刚回了府,贺暄脱了外衣坐在书房里揉了揉太阳穴,李福海推了门进来。
“殿下。”
“唔。”贺暄抬头瞥了一眼,复又闭目养神,仰头靠着椅背,问道:“这几日侯府上如何?”
“这几日倒是没什么动静。”李福海顿了顿,又道:“四皇子前两日去了一趟。”
贺暄蹙眉,“老四确是按捺不住性子。”
“明日大朝会,得起早呢。”李福海叹了口气,“早些歇息吧。
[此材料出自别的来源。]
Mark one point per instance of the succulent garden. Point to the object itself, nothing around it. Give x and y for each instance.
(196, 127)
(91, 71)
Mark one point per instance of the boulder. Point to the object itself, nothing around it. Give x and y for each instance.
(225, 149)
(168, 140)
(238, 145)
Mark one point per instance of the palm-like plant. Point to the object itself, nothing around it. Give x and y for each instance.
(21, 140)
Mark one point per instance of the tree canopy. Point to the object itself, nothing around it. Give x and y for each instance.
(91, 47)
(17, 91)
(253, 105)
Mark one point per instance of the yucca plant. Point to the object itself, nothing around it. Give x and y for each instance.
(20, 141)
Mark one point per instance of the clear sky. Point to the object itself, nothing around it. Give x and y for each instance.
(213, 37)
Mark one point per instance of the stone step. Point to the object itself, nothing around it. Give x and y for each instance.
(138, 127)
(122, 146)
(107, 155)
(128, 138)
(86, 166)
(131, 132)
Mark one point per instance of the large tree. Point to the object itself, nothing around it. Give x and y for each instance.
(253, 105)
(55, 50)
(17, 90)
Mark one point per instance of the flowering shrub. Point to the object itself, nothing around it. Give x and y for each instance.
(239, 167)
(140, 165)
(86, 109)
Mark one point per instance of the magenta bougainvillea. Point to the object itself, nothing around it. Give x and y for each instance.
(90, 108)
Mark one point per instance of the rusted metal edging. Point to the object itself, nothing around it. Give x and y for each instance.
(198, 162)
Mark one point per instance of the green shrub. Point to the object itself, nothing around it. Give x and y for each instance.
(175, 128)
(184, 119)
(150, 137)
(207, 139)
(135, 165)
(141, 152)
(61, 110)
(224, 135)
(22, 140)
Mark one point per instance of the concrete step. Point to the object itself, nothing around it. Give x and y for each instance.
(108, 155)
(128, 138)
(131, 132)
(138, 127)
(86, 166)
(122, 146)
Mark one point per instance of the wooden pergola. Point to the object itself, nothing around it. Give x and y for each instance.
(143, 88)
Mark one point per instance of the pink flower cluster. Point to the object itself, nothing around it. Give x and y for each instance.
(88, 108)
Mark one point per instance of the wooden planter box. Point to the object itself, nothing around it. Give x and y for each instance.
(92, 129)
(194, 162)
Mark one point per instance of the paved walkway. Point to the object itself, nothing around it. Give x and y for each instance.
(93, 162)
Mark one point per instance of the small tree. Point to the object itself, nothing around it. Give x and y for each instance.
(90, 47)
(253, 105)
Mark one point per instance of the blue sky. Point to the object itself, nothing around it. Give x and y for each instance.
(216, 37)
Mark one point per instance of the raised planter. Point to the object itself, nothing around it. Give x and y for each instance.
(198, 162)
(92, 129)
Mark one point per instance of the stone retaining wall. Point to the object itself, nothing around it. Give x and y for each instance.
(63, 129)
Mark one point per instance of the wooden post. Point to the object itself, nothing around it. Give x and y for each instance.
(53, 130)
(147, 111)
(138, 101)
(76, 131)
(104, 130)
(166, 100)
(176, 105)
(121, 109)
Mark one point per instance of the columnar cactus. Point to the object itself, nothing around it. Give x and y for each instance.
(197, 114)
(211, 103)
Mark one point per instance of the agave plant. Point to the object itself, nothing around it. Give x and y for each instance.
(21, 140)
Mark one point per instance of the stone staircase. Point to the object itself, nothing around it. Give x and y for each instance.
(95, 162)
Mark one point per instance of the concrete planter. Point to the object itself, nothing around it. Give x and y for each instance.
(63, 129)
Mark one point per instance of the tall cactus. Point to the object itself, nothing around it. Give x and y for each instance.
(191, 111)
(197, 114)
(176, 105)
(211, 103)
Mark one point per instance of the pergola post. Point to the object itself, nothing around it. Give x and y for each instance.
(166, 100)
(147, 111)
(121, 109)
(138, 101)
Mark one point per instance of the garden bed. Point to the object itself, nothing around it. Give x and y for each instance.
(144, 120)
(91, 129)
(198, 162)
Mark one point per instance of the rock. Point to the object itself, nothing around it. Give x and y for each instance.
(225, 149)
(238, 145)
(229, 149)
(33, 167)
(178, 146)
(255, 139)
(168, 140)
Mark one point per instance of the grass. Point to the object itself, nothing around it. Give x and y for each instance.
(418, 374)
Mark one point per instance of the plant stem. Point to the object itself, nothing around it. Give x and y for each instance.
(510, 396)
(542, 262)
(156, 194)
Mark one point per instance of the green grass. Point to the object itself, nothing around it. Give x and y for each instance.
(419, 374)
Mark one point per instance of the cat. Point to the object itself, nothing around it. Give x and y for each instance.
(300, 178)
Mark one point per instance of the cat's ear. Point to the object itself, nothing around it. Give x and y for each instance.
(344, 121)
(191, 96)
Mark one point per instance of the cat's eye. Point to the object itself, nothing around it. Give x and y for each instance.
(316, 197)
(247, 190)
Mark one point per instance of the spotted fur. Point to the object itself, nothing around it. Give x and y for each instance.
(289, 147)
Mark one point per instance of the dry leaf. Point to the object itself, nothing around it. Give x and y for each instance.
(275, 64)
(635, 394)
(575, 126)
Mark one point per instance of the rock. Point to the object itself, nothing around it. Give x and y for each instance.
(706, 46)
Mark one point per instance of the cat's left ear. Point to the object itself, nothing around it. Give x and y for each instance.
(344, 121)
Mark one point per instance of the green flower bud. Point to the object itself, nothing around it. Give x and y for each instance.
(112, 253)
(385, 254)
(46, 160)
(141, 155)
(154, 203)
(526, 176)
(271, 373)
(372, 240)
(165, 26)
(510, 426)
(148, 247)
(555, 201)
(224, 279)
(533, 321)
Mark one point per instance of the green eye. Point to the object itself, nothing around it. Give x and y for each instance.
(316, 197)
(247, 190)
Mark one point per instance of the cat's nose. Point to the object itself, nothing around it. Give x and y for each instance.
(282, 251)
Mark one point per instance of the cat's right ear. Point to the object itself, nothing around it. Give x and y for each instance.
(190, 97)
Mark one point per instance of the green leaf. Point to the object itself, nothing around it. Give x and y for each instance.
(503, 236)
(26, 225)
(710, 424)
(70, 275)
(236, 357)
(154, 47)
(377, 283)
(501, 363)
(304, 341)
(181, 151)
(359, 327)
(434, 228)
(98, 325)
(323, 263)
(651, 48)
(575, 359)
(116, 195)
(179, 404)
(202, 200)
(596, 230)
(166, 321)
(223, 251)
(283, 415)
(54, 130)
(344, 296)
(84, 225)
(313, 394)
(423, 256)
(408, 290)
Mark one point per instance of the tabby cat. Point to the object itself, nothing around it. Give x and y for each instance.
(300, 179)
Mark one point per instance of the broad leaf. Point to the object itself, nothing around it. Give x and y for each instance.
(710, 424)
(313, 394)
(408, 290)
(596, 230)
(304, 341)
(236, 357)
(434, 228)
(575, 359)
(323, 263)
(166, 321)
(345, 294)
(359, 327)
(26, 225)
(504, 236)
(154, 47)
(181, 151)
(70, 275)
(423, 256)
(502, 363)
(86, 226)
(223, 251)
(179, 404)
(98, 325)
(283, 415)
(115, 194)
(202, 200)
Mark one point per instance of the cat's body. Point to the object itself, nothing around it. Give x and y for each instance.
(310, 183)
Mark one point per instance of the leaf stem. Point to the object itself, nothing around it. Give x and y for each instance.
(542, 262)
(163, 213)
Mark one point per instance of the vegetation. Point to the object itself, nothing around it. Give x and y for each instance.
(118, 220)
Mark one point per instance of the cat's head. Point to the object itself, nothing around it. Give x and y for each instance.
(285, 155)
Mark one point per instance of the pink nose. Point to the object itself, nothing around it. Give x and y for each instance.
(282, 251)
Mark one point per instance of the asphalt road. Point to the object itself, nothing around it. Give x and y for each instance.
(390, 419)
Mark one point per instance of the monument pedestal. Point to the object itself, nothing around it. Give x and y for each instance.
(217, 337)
”
“唔。”贺暄回想了一下那陈姜普洱的味道,抬了抬下巴,“让宋缨准备点姜茶。”
宋缨今日穿了一身素净的绸衫,更衬得眉如远山,眼波如黛。他见贺暄进门,便将泡的姜茶给他递了过去,“奴在茶里还加了些枸杞,知殿下不喜甜,特意又放了点苦丁。”
贺暄点点头,“有心了。”他伸过手接了过来,抿了一口,苦中回甘,还有些枸杞的清甜和生姜的辣味,当真是五味俱全。
他抬头想说些什么,宋缨正垂眼摆弄着杯盏,从贺暄的角度看过去,烛光摇曳中宋缨的侧脸竟让他想起那日萧琢在地上举着瓷瓶的样子,他恍惚地一愣,一时移不开眼。
“殿下?”
贺暄一震,只见了那小皇帝几面,当真是魂牵梦萦了?
贺暄自嘲地扯了扯嘴角,方装作若无其事的喝完了茶,解开衣带道:“睡吧。”
宋缨过去吹灭了蜡烛,给贺暄掖紧了被子,躺了下去,不久便呼吸均匀起来。贺暄在旁边却是辗转反侧,闭上眼全是萧琢那日通红的眼眶,他皱着眉下床,披了件外衣出门。
今日月圆,透过云丝露出朦朦胧胧的光晕。北地的秋风沁寒,贺暄在风中站了一会,又开始胡思乱想起来。
不知此时那小皇帝在做些什么?会同他一样,夜半起来兜头吹着这冷风吗?
那小皇帝娇贵得紧,怕是受不了这北地的寒风吧。
贺暄嗤笑,转头回了房。
第9章 立冬
次日,宋缨向来起得早,他见贺暄还睡着,轻手轻脚地出门让下人进来伺候洗漱,将朝服整理好了放在一边,才喊贺暄起来。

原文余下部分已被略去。